そりゃそうさ。だって今まで私がこんなに冷たくした事がないからだろう。
そりゃそうさ。それは貴方が今の今まで愛の言葉を言った事が無かったからさ。
リビングの机にある愛用のシガレットケースを片手に玄関へとずんずん進む。
玄関を目の前にぴたりと立ち止まる。
彼が私のコートの端を掴んだのだ。
「放したまえ、ブラック・ジャック」
「何で…?あんた、おかしいよ…」
「さあ?そんなの知らんよ。兎角もう金輪際お前の家にゃ来ねェから」
「…、…な、んで」
「愛し合う関係なんて気持ち悪いよ」
玄関を飛び出てハーレーの元へ向かう。
わざとタイヤの辺りを細かく見て時間稼ぎだ、笑わせる。
さァ罵れ。
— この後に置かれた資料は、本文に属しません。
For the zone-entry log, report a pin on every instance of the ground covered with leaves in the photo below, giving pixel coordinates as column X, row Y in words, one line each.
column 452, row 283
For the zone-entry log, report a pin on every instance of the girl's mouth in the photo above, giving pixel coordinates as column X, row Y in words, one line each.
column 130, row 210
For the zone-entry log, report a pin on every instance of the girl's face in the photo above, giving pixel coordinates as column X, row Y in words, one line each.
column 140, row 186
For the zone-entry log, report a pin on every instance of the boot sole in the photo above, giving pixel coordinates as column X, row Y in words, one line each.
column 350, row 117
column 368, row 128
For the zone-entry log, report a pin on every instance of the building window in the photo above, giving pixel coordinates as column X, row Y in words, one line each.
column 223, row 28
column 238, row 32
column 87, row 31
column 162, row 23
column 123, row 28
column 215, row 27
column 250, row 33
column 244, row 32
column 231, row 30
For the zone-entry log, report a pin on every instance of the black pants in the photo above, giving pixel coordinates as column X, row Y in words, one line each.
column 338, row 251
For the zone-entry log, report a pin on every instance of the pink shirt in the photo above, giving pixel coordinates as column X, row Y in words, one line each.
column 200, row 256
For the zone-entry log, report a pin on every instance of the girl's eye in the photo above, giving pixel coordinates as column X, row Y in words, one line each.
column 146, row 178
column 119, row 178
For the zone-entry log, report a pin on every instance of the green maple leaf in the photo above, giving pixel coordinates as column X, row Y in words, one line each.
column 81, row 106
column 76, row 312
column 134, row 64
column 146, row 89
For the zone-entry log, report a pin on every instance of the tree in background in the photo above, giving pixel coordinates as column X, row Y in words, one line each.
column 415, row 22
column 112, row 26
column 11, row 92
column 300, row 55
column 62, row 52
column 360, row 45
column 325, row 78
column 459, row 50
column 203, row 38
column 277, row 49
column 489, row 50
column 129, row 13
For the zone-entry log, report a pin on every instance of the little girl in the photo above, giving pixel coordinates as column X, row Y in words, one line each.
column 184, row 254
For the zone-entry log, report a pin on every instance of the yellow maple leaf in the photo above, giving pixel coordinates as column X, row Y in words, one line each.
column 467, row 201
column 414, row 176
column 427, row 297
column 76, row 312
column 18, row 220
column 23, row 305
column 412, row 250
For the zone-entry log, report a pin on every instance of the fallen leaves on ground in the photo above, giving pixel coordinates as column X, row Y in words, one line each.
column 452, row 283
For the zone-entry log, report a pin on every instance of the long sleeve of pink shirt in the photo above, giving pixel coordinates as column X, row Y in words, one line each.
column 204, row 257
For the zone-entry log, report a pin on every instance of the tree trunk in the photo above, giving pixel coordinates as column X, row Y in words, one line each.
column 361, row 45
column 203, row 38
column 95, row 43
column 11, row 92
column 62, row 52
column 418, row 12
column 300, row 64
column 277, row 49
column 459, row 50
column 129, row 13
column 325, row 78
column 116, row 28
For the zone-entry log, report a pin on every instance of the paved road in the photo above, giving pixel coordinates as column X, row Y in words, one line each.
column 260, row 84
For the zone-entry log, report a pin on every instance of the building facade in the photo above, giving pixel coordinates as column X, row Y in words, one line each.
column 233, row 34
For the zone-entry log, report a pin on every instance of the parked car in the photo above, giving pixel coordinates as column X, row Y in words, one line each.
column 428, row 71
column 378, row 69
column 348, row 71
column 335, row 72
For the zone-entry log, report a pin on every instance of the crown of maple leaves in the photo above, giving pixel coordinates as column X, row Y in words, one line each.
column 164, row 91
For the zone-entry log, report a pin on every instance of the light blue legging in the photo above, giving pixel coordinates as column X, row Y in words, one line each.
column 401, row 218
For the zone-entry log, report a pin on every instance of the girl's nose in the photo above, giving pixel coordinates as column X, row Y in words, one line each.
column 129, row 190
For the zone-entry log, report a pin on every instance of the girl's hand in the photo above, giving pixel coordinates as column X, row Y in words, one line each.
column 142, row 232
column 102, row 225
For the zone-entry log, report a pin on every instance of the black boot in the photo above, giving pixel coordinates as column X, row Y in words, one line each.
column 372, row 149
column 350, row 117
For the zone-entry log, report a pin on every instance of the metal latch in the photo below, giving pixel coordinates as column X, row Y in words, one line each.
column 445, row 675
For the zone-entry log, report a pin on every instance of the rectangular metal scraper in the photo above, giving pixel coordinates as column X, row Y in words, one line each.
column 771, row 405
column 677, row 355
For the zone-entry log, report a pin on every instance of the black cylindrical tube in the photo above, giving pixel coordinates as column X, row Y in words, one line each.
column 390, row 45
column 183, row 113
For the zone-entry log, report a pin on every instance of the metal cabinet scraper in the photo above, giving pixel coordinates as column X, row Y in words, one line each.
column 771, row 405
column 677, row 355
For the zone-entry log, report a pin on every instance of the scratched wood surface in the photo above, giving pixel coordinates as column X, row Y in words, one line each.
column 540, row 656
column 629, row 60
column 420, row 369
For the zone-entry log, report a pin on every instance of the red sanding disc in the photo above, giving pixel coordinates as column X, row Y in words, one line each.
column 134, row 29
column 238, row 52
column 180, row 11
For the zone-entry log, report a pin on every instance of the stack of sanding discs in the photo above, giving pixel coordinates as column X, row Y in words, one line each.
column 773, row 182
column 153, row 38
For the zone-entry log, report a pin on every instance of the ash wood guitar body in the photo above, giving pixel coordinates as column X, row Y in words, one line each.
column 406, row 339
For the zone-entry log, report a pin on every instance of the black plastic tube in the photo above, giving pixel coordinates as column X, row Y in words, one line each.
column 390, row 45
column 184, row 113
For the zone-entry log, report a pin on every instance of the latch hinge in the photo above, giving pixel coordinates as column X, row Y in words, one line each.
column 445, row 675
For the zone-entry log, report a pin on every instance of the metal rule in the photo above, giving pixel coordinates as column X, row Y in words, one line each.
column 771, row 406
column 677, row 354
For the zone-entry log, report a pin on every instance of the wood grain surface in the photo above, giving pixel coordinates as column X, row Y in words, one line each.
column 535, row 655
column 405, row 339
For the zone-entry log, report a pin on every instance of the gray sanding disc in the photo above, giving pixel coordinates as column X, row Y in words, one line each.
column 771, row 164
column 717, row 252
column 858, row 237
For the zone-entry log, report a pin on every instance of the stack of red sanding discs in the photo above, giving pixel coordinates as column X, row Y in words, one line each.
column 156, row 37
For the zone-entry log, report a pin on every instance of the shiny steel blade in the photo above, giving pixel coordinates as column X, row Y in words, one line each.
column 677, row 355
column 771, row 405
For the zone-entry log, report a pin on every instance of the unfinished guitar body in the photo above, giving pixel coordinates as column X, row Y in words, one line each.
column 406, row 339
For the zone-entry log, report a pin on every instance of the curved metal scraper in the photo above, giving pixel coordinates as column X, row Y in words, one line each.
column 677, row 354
私はお前の罵声が欲しい。
「馬鹿…!!お前なんて大嫌いだ!!!」
「…」
「何だよ!抱きたいって言ったのは誰だ!最初強姦まがいな事したのは誰だよ!!」
掠れた声で彼が叫ぶ。
私は、聞こえない振りをしてタイヤを念入りにチェックする。
岬に響く彼の悲痛な叫びが、私の心にぼんやりと響いた
「…ッ!…、…無視、しないでよ…」
「…」
「キリコぉ…!!!」
顔上げ彼を見やると、その場にへたり込んで泣いていた。
アア…これだ、これ。
愛の言葉にも勝る、泣き崩れる彼の姿は何にも増して愛おしい。
哀しみが目一杯詰まった声で私の名を呼ぶ声。
ゾクリと鳥肌が立つ。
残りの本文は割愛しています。